La storia è la memoria di un popolo, e senza una memoria, l’uomo è ridotto al rango di animale inferiore scriveva Malcom X. Dopotutto, cosa saremmo senza conoscere la nostra storia, le esperienze già vissute dai nostri antenati, i nostri bisnonni. Cosa è accaduto al nostro territorio? Siamo qui per raccontarvi di Soccavo e di come è stato generato il nome, per cominciare. Esso compare per la prima volta in un atto notarile del 1030, nel quale ci si riferisce al territorio parlando di suptus caba, da cui derivò poi sub cava, succava ed infine Soccavo.  Nel nome è racchiuso l’intero significato, la presenza e lo sfruttamento delle locali cave di piperno.

 

Ebbe prima la paternità greca, dal V-IV secolo a.C., e solo successivamente alla conquista romana (326 a. C.) Soccavo uscì dall’orbita d’influenza della greca Neapolis per gravitare attorno a quella di Puteoli, l’attuale Pozzuoli.

Dal punto di vista archeologico non mancano interessantissimi spunti, tracce che lasciano ipotizzare l’esistenza, in età romana, di piccoli insediamenti: basti pensare al columbarium di via Pigna  e alle tracce murarie in opus reticulatum rinvenute nelle antiche masserie e sotto la chiesa dei Ss. Pietro e Paolo.
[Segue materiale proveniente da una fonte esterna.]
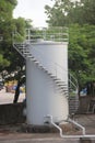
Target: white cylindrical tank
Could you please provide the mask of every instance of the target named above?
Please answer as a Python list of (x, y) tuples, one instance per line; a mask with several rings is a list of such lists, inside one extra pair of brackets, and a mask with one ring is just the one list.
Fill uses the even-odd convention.
[(38, 64), (26, 59), (27, 124), (44, 125), (47, 114), (52, 116), (55, 122), (66, 120), (69, 114), (68, 98), (60, 92), (49, 74), (68, 88), (68, 43), (41, 41), (32, 44), (29, 52)]

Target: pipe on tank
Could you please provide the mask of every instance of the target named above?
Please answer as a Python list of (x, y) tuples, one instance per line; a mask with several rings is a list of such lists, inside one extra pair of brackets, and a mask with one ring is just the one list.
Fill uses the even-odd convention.
[[(79, 128), (81, 128), (83, 134), (82, 134), (82, 135), (63, 135), (63, 134), (62, 134), (62, 129), (54, 122), (51, 114), (47, 114), (45, 118), (47, 118), (47, 121), (48, 121), (49, 123), (51, 123), (55, 128), (57, 128), (57, 129), (59, 130), (60, 136), (63, 138), (63, 139), (81, 139), (81, 138), (87, 139), (87, 138), (95, 138), (95, 134), (85, 134), (85, 128), (84, 128), (83, 125), (76, 123), (75, 121), (71, 120), (71, 119), (69, 119), (68, 121), (69, 121), (69, 122), (72, 122), (73, 124), (75, 124), (75, 125), (78, 125)], [(48, 119), (49, 119), (49, 120), (48, 120)]]

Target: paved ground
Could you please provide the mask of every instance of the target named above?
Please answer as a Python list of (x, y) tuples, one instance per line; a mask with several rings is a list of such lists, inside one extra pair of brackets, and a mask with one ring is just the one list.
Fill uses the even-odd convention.
[[(14, 94), (7, 94), (4, 89), (0, 91), (0, 105), (13, 102)], [(22, 101), (25, 95), (21, 95), (19, 101)], [(78, 114), (74, 120), (86, 129), (86, 134), (95, 134), (95, 114)], [(14, 128), (15, 127), (15, 128)], [(0, 143), (95, 143), (95, 139), (81, 141), (80, 139), (61, 139), (59, 133), (23, 133), (17, 129), (21, 124), (14, 127), (0, 127)], [(68, 135), (82, 134), (81, 131), (70, 132)]]

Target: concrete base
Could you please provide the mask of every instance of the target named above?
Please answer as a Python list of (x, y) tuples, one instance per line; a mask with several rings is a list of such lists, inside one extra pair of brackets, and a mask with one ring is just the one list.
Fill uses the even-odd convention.
[(92, 143), (91, 139), (81, 138), (80, 143)]

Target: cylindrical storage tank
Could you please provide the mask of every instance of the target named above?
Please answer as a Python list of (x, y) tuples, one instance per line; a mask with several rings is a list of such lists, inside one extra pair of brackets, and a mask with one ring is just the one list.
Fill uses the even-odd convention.
[(48, 114), (54, 122), (66, 120), (68, 98), (51, 76), (64, 82), (68, 89), (68, 43), (39, 41), (31, 44), (29, 53), (32, 58), (26, 59), (27, 124), (44, 125)]

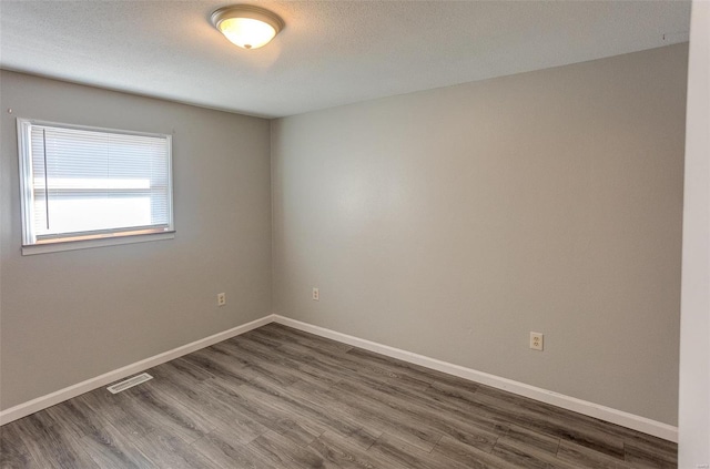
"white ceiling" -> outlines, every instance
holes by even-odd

Nei primi secoli del Medioevo il villaggio subì un processo d’impaludamento, per poi assistere, intorno al 1000, ad una rilevante ripresa agricola.

Forse non tutti sanno che in epoca normanno-sveva il borgo si sviluppò al punto da essere annoverato tra i casali di Napoli. Dalla metà del Quattrocento in poi, durante la dominazione aragonese, la sua popolazione, costituita per lo più da braccianti, visse un incremento demografico ed economico, dovuto all’attività estrattiva del piperno che si praticava sulle pendici della collina dei Camaldoli. Le cave fornirono la pietra utilizzata per l’ampliamento della cinta muraria di Napoli e per la decorazione di chiese e palazzi. Tra i mastri pipernieri dell’epoca vanno ricordati i De Franco, che hanno dato il nome alla torre tuttora esistente.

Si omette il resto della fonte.